Bad:
High Capex: Capex increased 110% YoY in Q3 2025, or 105% in the first three quarters of this year. High Estimated Capex: Meta expects 2026 capital expenditure (Capex) to increase significantly. The company raised the lower end of its Capex outlook for 2025 by $4 billion, now ranging from $70 billion to $72 billion. Lower Operating Income Growth (+18% YoY): Revenue rose 26% YoY, but expenses grew 32% YoY — expenses are rising faster than revenue.
Good:
Meta recorded a one-time, non-cash income tax charge of nearly USD 16 B under President Donald Trump’s One Big Beautiful Bill Act (OBBBA) fiscal policy, which reduced its quarterly net profit to USD 2.71 B. Without this one-time burden, net profit would have reached approximately USD 18.64 billion.
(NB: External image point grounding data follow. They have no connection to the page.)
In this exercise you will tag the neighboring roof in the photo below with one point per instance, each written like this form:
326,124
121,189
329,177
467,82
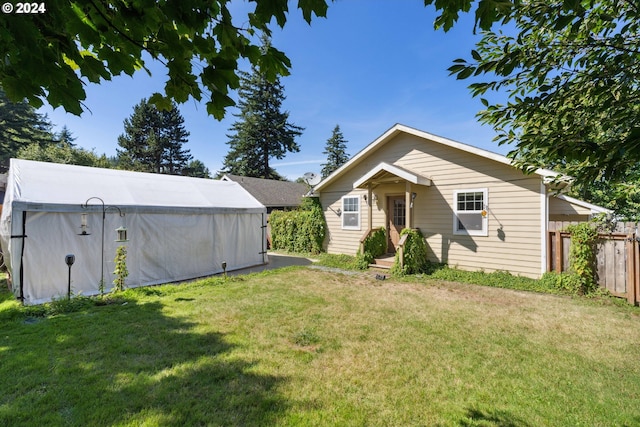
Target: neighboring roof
51,186
398,129
595,209
271,192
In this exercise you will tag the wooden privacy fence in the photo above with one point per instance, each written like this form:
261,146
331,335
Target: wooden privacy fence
617,257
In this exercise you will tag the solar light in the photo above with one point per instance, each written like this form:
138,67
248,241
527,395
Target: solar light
69,260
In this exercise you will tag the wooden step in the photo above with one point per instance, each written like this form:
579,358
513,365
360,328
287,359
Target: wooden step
385,262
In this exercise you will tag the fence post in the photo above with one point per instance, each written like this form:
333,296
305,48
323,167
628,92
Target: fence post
631,267
635,285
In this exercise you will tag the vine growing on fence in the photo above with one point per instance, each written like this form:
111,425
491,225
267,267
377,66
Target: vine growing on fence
300,230
582,256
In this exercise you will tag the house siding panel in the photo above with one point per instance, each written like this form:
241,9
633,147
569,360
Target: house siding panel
514,212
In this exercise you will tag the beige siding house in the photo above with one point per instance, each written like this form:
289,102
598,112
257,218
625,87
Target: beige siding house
474,208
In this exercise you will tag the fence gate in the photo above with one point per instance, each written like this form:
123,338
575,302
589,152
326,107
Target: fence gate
617,257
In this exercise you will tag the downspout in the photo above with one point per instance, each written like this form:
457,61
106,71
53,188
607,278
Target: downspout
264,238
544,200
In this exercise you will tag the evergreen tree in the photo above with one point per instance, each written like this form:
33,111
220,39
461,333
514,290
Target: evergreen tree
196,169
263,130
335,149
20,125
153,140
65,154
64,137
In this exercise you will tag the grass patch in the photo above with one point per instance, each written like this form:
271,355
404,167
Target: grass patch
308,347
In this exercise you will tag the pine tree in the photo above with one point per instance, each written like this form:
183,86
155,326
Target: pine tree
196,169
335,149
64,137
153,140
263,130
20,126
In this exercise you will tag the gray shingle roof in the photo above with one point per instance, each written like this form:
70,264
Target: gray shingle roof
270,192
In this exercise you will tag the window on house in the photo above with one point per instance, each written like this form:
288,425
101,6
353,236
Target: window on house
470,216
351,212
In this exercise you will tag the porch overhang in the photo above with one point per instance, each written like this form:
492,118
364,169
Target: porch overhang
386,173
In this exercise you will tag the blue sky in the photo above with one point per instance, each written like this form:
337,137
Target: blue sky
368,65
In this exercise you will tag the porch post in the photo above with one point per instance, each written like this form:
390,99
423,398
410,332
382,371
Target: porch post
407,202
370,207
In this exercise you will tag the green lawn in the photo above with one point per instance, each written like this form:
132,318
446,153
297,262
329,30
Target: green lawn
307,347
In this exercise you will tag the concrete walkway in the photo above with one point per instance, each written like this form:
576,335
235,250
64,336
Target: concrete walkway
275,261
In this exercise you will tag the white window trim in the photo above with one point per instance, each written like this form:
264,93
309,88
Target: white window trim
349,227
485,219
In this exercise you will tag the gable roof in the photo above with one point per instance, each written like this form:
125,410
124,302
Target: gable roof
271,192
385,169
398,129
595,209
Hence, Meta’s stock was unduly impacted by this one-time accounting charge.
But META expects a significant reduction in our U.S. federal cash tax payments going forward due to the implementation of the OBBBA. I reckon investors have yet to fully grasp the potential tax savings from 100% bonus depreciation and the deductibility of domestic R&D expenditures.
Overall, I remain constructive on Meta $Meta Platforms, Inc.(META)$ over the long term, but the “higher capex, lower margin” narrative may continue to weigh on the share price in the short term.